Parallel execution support in SciPy#

SciPy aims to provide functionality that is performant, i.e. has good execution speed. On modern computing hardware, CPUs often have many CPU cores - and hence users may benefit from parallel execution. This page aims to give a brief overview of the options available to employ parallel execution.

Some key points related to parallelism:

SciPy itself defaults to single-threaded execution.
The exception to that single-threaded default is code that calls into a BLAS or LAPACK library for linear algebra functionality (either direct or via NumPy).
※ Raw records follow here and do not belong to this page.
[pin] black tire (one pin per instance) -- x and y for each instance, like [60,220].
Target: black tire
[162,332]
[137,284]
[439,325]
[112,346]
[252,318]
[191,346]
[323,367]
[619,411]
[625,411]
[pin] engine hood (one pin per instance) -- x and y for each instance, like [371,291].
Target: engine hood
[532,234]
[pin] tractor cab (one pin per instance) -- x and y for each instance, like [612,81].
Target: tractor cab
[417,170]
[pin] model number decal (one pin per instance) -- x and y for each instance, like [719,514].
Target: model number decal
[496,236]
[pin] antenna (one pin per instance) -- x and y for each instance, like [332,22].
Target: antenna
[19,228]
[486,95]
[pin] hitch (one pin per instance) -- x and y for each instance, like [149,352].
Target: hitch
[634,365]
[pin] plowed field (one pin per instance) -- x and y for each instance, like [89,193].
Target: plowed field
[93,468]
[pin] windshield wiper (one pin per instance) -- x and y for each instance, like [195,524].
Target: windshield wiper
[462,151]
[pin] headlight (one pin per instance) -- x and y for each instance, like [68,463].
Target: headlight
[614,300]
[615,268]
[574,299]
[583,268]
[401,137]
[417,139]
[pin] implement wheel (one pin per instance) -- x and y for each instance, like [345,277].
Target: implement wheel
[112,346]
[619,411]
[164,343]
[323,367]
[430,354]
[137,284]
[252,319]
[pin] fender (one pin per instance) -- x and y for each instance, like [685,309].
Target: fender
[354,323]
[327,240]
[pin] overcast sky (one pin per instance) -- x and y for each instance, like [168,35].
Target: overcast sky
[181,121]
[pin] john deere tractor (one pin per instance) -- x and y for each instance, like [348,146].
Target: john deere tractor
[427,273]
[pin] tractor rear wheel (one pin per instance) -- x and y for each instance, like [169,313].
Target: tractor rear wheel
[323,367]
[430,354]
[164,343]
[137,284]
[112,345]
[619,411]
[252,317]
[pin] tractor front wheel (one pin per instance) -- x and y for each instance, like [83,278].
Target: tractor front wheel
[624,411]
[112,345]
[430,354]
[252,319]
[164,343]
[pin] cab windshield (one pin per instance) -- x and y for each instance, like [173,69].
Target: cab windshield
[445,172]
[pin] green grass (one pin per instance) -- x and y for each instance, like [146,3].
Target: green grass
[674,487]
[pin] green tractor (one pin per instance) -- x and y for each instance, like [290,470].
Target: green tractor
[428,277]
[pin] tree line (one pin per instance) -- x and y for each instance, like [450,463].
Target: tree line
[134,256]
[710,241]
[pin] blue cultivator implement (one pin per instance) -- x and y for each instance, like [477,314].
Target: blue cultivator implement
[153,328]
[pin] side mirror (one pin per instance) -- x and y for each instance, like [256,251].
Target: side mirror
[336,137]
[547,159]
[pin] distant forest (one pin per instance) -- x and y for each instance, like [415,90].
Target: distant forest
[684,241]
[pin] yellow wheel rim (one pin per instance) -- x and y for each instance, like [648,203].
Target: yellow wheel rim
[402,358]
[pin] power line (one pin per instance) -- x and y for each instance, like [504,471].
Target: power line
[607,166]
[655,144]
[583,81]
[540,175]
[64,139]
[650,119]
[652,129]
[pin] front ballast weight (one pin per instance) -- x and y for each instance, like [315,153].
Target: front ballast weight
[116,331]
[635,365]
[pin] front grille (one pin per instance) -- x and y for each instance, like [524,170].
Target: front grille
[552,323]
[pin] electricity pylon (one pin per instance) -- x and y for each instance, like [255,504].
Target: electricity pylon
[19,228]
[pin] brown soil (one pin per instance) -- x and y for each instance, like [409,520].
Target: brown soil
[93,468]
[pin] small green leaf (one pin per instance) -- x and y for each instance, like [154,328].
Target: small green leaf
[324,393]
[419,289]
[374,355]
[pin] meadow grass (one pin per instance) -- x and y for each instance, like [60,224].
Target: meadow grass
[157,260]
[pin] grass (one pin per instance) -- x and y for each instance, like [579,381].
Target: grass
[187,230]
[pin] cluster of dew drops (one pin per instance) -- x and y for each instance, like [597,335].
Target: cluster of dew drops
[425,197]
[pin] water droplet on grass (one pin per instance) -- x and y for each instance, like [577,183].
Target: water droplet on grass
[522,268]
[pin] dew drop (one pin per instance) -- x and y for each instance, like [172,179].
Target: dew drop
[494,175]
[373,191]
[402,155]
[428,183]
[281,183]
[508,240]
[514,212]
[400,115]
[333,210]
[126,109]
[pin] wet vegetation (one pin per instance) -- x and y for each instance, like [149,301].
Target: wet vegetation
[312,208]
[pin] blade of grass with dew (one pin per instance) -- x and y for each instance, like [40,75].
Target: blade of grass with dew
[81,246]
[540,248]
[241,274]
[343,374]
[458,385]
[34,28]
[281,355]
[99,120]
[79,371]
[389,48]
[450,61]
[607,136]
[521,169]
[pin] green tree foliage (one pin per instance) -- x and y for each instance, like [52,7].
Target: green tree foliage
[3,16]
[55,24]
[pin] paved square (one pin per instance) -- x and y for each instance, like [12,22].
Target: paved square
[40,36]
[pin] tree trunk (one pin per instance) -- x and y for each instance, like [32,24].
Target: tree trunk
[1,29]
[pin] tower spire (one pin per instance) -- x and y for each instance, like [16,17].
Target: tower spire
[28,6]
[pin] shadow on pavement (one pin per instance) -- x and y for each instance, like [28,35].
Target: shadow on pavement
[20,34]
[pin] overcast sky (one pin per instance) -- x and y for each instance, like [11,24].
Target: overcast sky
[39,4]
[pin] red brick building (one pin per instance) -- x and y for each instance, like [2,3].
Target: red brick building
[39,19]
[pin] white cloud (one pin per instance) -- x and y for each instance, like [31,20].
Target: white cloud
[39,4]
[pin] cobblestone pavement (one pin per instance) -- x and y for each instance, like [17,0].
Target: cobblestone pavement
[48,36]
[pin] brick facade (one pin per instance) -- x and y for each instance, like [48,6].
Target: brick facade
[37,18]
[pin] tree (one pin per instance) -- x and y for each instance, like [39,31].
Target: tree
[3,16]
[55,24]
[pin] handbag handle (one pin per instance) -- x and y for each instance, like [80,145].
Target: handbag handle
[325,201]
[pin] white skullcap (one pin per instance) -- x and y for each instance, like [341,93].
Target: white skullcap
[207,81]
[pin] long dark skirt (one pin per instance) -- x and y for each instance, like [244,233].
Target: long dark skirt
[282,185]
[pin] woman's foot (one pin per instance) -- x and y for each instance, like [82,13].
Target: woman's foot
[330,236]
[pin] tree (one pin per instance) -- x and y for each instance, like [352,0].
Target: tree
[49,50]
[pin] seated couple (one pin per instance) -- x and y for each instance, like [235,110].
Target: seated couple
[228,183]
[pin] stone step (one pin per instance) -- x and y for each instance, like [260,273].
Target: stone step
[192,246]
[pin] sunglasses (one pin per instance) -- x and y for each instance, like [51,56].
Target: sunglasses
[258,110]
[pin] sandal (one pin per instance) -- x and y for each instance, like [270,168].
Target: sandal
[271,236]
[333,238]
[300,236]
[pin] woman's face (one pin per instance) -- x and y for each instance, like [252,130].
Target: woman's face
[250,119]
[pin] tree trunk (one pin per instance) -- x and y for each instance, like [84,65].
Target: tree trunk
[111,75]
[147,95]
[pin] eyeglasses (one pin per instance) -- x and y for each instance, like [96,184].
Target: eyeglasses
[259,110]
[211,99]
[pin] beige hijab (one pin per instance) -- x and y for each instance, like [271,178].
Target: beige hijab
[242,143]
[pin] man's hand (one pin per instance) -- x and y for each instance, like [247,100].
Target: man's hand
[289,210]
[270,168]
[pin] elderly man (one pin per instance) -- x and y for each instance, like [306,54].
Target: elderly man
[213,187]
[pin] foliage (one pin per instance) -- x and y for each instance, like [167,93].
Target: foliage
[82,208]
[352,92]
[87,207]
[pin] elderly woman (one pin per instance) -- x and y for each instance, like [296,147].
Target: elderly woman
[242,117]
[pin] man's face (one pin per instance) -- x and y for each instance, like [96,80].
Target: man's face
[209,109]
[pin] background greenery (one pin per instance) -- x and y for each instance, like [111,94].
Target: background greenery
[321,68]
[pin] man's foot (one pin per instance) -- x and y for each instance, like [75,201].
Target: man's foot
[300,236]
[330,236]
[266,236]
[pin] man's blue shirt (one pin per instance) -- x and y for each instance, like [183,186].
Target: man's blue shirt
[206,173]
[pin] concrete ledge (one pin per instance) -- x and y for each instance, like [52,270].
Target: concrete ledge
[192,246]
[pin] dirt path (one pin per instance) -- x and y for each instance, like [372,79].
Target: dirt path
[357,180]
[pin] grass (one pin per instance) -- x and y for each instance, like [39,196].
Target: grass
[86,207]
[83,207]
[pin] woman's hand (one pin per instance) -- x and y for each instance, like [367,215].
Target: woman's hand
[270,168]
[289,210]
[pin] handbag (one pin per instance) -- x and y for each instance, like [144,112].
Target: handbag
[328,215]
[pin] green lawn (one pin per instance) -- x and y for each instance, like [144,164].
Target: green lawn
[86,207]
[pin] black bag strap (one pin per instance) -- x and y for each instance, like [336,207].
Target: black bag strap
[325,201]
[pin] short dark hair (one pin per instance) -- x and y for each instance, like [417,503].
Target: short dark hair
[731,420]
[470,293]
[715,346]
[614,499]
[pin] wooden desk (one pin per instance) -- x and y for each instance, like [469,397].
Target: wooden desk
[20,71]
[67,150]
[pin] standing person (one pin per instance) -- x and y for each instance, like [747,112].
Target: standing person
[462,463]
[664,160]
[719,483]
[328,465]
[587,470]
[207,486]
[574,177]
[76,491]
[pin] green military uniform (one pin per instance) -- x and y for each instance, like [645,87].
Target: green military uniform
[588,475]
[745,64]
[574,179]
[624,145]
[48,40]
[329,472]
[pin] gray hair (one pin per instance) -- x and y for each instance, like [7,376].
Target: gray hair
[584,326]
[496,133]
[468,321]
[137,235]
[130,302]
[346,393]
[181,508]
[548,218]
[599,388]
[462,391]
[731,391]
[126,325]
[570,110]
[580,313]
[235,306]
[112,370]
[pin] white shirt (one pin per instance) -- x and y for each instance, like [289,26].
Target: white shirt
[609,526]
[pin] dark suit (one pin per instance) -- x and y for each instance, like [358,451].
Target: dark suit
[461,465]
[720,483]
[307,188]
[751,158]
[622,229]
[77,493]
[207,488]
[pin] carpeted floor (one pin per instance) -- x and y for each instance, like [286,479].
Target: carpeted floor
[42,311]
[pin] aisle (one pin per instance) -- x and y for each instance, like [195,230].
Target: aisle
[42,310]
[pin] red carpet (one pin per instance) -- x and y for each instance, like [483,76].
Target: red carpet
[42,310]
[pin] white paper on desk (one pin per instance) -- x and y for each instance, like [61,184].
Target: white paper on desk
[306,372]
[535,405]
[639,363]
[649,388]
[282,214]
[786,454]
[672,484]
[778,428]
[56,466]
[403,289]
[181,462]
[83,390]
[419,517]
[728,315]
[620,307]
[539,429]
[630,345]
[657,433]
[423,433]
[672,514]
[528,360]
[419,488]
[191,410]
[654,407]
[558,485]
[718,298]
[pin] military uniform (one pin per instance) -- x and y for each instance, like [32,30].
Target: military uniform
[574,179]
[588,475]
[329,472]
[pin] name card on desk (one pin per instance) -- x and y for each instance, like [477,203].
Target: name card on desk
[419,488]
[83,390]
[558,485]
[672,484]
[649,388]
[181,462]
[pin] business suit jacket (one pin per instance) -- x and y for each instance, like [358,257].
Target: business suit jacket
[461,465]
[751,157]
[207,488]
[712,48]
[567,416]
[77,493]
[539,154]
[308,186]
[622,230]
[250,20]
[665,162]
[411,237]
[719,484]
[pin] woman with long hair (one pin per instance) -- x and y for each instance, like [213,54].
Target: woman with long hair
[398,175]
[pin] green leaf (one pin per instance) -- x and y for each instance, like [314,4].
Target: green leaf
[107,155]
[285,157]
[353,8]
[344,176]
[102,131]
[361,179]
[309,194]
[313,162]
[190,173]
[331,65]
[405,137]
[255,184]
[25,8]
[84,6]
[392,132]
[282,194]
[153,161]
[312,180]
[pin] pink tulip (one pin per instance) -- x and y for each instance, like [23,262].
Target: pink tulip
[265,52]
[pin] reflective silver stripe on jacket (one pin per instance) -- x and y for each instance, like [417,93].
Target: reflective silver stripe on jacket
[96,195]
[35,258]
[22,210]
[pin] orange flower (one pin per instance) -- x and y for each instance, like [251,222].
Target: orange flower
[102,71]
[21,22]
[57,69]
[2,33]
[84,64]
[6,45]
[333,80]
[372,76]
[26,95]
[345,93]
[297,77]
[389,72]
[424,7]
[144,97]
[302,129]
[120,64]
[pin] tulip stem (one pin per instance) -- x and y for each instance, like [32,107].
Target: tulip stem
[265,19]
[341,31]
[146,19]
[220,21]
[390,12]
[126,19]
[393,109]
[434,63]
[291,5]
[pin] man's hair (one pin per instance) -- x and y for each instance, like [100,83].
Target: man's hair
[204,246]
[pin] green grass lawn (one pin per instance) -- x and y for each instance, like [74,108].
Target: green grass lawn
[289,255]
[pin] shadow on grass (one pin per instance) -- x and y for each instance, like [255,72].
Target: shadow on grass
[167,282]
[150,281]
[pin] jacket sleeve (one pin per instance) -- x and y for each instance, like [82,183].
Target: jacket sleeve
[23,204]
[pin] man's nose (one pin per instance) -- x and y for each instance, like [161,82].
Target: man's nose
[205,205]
BLAS/LAPACK libraries almost always default to multi-threaded execution, typically using all available CPU cores.
- Users can control the threading behavior of the BLAS/LAPACK library that SciPy and NumPy are linked with through threadpoolctl.
SciPy functionality may provide parallel execution in an opt-in manner. This is exposed through a workers= keyword in individual APIs, which takes an integer for the number of threads or processes to use, and in some cases also a map-like callable (e.g., multiprocessing.Pool). See scipy.fft.fft and scipy.optimize.differential_evolution for examples.
- SciPy-internal threading is done with OS-level thread pools. OpenMP is not used within SciPy.
SciPy works well with multiprocessing and with threading. The former has higher overhead than the latter, but is widely used and robust. The latter may offer performance benefits for some usage scenarios - however, please read Thread Safety in SciPy.
SciPy has experimental support for free-threaded CPython, starting with SciPy 1.15.0 (and Python 3.13.0, NumPy 2.1.0).
SciPy has experimental support in a growing number of submodules and functions for array libraries other than NumPy, such as PyTorch, CuPy and JAX. Those libraries default to parallel execution and may offer significant performance benefits (and GPU execution). See Support for the array API standard for more details.